Glacier-Climate Interactions: What Glaciers can tell us about the Changing Climate

Glaciers Signalling Climate Change

Melting glaciers depicted in the media are one of the most iconic symbols of a warming environment. Images of diminishing glaciers are often used to illustrate the urgency of climate change, because of the ability to demonstrate stark contrast over time. For example, the highly acclaimed documentary Chasing Ice has raised awareness about global warming through a time lapse of rapidly melting glaciers.

extract from Chasing Ice

Tropical Glaciers of East Africa

Overall, the surface area of East African glaciers has been receding rapidly over the past century, as shown in the graph below. The mapping of these recessions can be a useful indicator of natural climatic variability, as well as the effects of increased anthropogenic activity exacerbating these changes, given that glaciers, and even more so tropical glaciers, are extremely sensitive to these changes (Kaser, 2004). This means that they are recognised as valuable proxies of climate change (Mölg, 2008).

Time series of glacial surface areas in East Africa - Kilimanjaro (KIL), Rwenzori (RW) and Mount Kenya (MK) (Kaser, 2004)

Glaciers are valuable proxies of climate change, but what exactly does their rapid recession reflect?

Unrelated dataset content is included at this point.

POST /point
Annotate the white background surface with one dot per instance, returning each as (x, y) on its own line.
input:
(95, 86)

The glacier-climate interactions seem to be far more complex in tropical glacier regions than elsewhere in the world. While globally glaciers' mass and extent is considered to strongly correlate with changing air temperatures (Kaser, 2004), the behaviour of tropical glaciers seems to be more complicated.

Kilimanjaro

Let us take Kilimanjaro as an example. Although it was thought that the main mechanisms driving the Kilimanjaro glacier recession were increasing local air temperatures, it was later evaluated that they are in reality most sensitive to changes in the atmospheric moisture content as they exist "far above the mean annual freezing level" (Prinz, 2015). Therefore, the ongoing retreat of the Kilimanjaro glaciers since the 19th century has been mainly due to the drying of the region's atmosphere in the following two centuries; in contrast to the projections of the IPCC suggesting an increase in rainfall in eastern Africa due to a shift towards more El Niño-like conditions. 

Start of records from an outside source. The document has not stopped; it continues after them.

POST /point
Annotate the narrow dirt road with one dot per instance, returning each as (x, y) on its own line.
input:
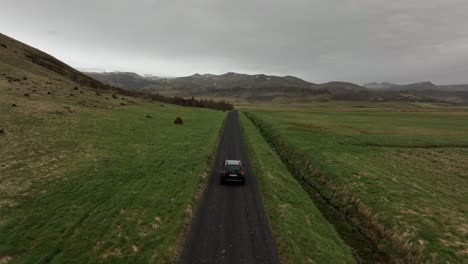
(230, 225)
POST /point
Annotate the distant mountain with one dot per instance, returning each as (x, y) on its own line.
(384, 85)
(235, 80)
(125, 80)
(420, 86)
(454, 88)
(261, 87)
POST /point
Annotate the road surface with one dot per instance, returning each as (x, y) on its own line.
(230, 225)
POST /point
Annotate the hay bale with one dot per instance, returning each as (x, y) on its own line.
(178, 121)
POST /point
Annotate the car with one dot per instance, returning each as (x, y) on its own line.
(233, 171)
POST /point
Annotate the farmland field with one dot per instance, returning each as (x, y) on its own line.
(302, 233)
(408, 163)
(108, 183)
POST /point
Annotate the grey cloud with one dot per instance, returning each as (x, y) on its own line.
(353, 40)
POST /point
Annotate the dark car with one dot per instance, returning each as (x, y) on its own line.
(233, 171)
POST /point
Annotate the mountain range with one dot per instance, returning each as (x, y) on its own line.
(261, 87)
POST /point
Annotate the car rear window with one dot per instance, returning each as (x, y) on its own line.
(233, 167)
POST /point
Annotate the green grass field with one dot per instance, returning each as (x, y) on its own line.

This is linked to a shift in the Walker Cell circulation (shown below), caused by changing ocean conditions and resulting in increased activity of the convective branch of the Walker circulation over the Indian Ocean while suppressing convection along the east African continental margin (Williams, 2011). In turn, the reduction of this deep convection in East Africa (Prinz, 2015) and the easterly flow of dry air means that less cloud cover and precipitation is brought onto the glaciated mountain summit - due to the steady decline of convective activity during MAMJ (African rainfall from March to June) over the past 30 years. This decline reduces the build up of snowfall at the summit, promoting recession instead (Williams, 2011).

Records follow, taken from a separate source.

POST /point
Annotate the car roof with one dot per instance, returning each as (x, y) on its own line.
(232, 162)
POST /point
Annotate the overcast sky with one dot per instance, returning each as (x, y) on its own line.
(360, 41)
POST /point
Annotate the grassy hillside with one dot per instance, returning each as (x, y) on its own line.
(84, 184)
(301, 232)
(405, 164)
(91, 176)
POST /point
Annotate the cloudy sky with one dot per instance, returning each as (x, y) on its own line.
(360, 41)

Diagram showing the mechanism of Walker Circulation - driving longitudinal air flows over the Indian Ocean and transporting moisture to regions including East Africa

Mt Kenya and the Ruwenzori mountains

It is important to bear in mind that the glaciers on Kilimanjaro are found nearly 1000 m higher than Mt Kenya and the Rwenzori. This means that although glaciers on Kilimanjaro are highly influenced by moisture content, glaciers on Mt. Kenya as well as on Rwenzori are a lot more sensitive to increasing air temperatures, as they are situated closer to the "elevation of the mean regional freezing level" (Mölg et al., 2013). However, air temperature variability also coexists with changes in atmospheric moisture - meaning it cannot be taken as a single isolated driver of the changes in the glacier's mass either (Prinz, 2015).

Proxy Potential

Despite the differences within the region, the general trend of rapidly disappearing tropical glaciers over the past century has revealed their high sensitivity to the globally warming climate. Even though regional climatic factors, such as precipitation, have an effect on this disappearance, these local factors are themselves influenced by global climate change (Mölg et al., 2013). It is the large scale tropical ocean circulation systems that redistribute heat and bring moisture into the region - influencing precipitation patterns in East Africa. This demonstrates that the changes faced by East African glaciers are far more complex than a reflection of increased local warming, making them the protagonists for further studies of tropical glaciers as climate proxies (Prinz, 2016).

Although there is uncertainty within the climatological causes of the present day retreats, there is growing concern over the increased role of anthropogenic forcing, including greenhouse gas and aerosol emissions, which increase sea surface temperatures in the Indian Ocean, promoting the current drying of East Africa and exacerbating the natural variability (Kaser, 2005).